L’equivalenza caotica di genere del nostro tempo, -caotica perché ogni equivalenza, come ogni indifferenza e omogeneità è definizione del caos-, ha radici lontane, già nell’eterosessualità. Non siamo educati all’amore, perché il pregiudizio romantico che crede che l’amore sia tutto sentimento e irrazionalità, ha lasciato quanto di più importante all’arbitrio soggettivo, estemporaneo e velleitario. Sarebbe bastato ricordare che “cercare l’anima gemella” oppure “abbiamo molto in comune” sono sintomi di una omosessualità nell’eterosessualità. L’omosessuale accetta l’altra persona, un’altra sessualità (uomo o donna), ma la stessa genitalità; un eterosessuale che cerca cioè che è analogo, simile o identico nell’altra persona, con altra sessualità e altra genitalità, su un versante diverso da quello dell’omosessuale canonico, non supera la differenza e cerca il proprio io nell’altro. Ama se stesso nell’altro, in una relazione fittizia che è fondata esclusivamente sull’autoreferenzialità. Non essendo l’altro il fine, ma la somiglianza a sé, come posso escludere di trovare in altro luogo e tempo qualcuno che mi sia più affine? Una cultura che si è costruita sull’io e le sue proiezioni, non può che essere omos.
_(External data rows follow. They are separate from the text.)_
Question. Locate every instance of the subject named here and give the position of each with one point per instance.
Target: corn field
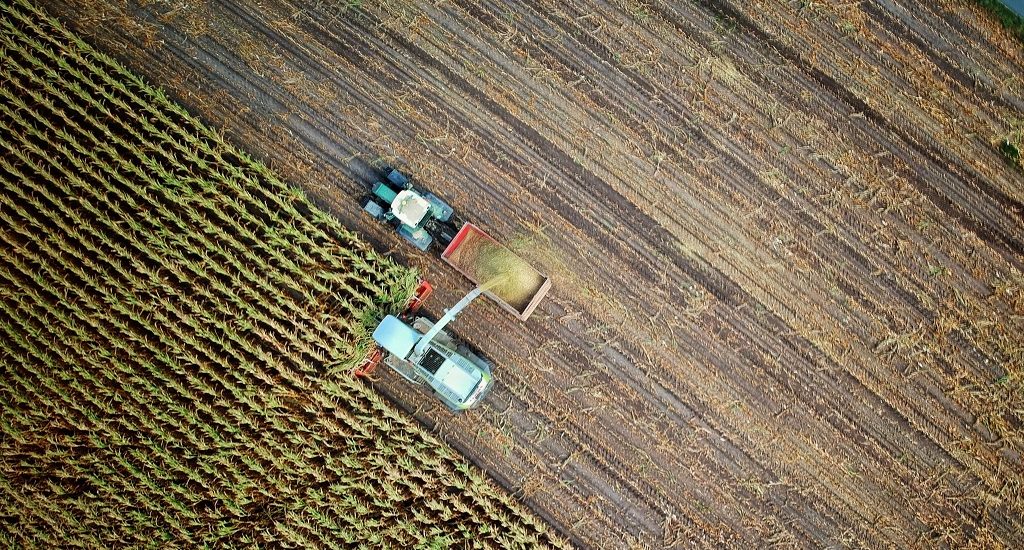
(176, 332)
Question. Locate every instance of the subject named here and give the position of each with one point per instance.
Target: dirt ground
(786, 241)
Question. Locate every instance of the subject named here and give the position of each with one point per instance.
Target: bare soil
(785, 247)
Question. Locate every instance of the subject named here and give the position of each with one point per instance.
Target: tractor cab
(417, 214)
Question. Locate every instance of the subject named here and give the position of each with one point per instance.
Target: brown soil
(498, 269)
(790, 298)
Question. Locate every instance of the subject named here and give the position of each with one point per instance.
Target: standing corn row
(176, 327)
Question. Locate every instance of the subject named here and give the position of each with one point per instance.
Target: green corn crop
(176, 330)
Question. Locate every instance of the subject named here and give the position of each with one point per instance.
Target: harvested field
(176, 333)
(785, 241)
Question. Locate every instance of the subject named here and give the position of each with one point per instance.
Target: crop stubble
(787, 289)
(177, 332)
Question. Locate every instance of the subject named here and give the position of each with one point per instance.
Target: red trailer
(509, 280)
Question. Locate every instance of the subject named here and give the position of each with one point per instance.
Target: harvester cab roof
(419, 349)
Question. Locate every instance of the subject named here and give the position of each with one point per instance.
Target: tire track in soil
(774, 371)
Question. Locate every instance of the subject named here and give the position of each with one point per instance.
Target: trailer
(509, 281)
(426, 221)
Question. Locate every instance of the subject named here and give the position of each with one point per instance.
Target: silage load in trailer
(176, 328)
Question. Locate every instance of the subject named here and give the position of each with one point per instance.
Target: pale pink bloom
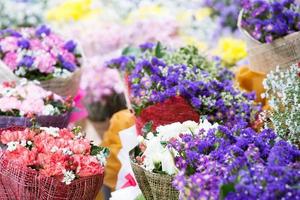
(54, 40)
(36, 45)
(22, 156)
(9, 44)
(46, 63)
(88, 166)
(10, 59)
(16, 136)
(33, 106)
(80, 146)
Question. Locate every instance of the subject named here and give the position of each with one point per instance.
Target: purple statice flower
(70, 46)
(147, 46)
(236, 163)
(66, 64)
(24, 43)
(269, 20)
(26, 61)
(42, 30)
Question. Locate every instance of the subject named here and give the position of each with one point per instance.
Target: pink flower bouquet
(49, 163)
(39, 54)
(19, 103)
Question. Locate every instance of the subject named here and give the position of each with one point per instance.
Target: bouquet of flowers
(272, 30)
(21, 102)
(283, 92)
(49, 163)
(153, 162)
(236, 163)
(39, 54)
(225, 11)
(104, 91)
(175, 87)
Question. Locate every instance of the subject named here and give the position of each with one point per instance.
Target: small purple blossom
(70, 46)
(27, 61)
(43, 30)
(266, 21)
(24, 44)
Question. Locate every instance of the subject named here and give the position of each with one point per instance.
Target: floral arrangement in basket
(39, 54)
(154, 163)
(104, 90)
(49, 163)
(174, 87)
(235, 163)
(21, 102)
(272, 33)
(283, 94)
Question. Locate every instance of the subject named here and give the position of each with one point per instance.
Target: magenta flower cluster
(266, 21)
(236, 163)
(38, 53)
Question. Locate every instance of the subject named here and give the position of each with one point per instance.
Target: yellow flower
(231, 50)
(72, 10)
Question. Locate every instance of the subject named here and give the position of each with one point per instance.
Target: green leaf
(159, 50)
(225, 189)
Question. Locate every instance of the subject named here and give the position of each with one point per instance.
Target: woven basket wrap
(154, 186)
(61, 86)
(161, 186)
(60, 121)
(174, 109)
(264, 57)
(141, 178)
(64, 86)
(20, 183)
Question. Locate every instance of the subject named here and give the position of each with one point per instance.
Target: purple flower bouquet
(272, 32)
(39, 54)
(236, 163)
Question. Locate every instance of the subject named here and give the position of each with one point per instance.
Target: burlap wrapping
(23, 183)
(61, 86)
(264, 57)
(60, 121)
(154, 186)
(27, 184)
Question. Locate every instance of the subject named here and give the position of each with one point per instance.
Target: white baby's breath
(69, 176)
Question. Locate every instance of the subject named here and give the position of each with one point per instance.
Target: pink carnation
(10, 59)
(9, 103)
(88, 166)
(13, 136)
(9, 44)
(32, 106)
(80, 146)
(22, 156)
(46, 63)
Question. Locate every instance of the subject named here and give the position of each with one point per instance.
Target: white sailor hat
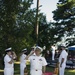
(38, 48)
(24, 50)
(8, 49)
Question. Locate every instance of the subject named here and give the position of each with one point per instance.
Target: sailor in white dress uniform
(9, 62)
(62, 60)
(23, 61)
(37, 62)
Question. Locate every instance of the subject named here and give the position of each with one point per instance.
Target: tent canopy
(71, 48)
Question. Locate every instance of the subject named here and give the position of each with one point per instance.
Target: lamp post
(37, 22)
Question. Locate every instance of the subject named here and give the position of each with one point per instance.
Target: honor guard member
(37, 62)
(62, 60)
(23, 61)
(53, 51)
(9, 62)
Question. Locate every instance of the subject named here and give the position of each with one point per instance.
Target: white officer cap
(33, 47)
(8, 49)
(24, 50)
(38, 47)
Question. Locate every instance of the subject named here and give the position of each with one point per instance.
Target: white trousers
(61, 70)
(8, 71)
(22, 67)
(53, 55)
(34, 72)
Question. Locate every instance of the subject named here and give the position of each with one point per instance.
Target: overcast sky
(47, 7)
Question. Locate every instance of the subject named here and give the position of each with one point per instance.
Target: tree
(12, 27)
(64, 16)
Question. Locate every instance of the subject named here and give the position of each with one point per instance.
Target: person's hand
(60, 65)
(43, 73)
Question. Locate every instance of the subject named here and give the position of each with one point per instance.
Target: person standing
(23, 61)
(62, 60)
(37, 62)
(53, 51)
(9, 62)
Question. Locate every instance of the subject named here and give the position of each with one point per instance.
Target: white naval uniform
(36, 63)
(22, 64)
(9, 68)
(64, 55)
(53, 52)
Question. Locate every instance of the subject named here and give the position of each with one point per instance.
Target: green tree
(64, 16)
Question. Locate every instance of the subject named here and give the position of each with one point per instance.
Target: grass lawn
(49, 69)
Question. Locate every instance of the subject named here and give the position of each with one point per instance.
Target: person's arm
(62, 60)
(44, 69)
(11, 61)
(29, 55)
(14, 56)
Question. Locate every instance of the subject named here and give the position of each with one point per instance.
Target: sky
(47, 7)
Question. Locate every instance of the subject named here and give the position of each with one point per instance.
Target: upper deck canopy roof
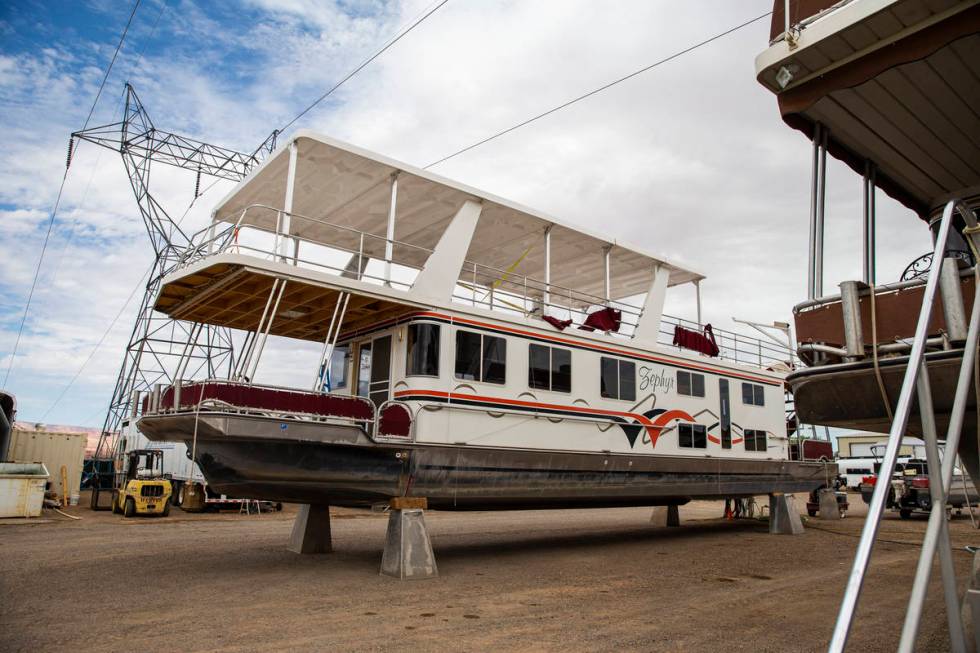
(344, 185)
(896, 82)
Ho cercato di evidenziare le contraddizioni dell’omosessualità, senza ricorrere all’idea del peccato e senza calare estrinsecamente divieti. Un comportamento moralmente cristiano non è disumano, né disincarnato, ma pienamente umano e, di conseguenza, una riflessione attenta e intelligente, che ogni persona può fare, è del tutto capace di sostituirsi all’idea del peccato che ci è stata spesso trasmessa senza mai che ci fosse stata data una spiegazione plausibile.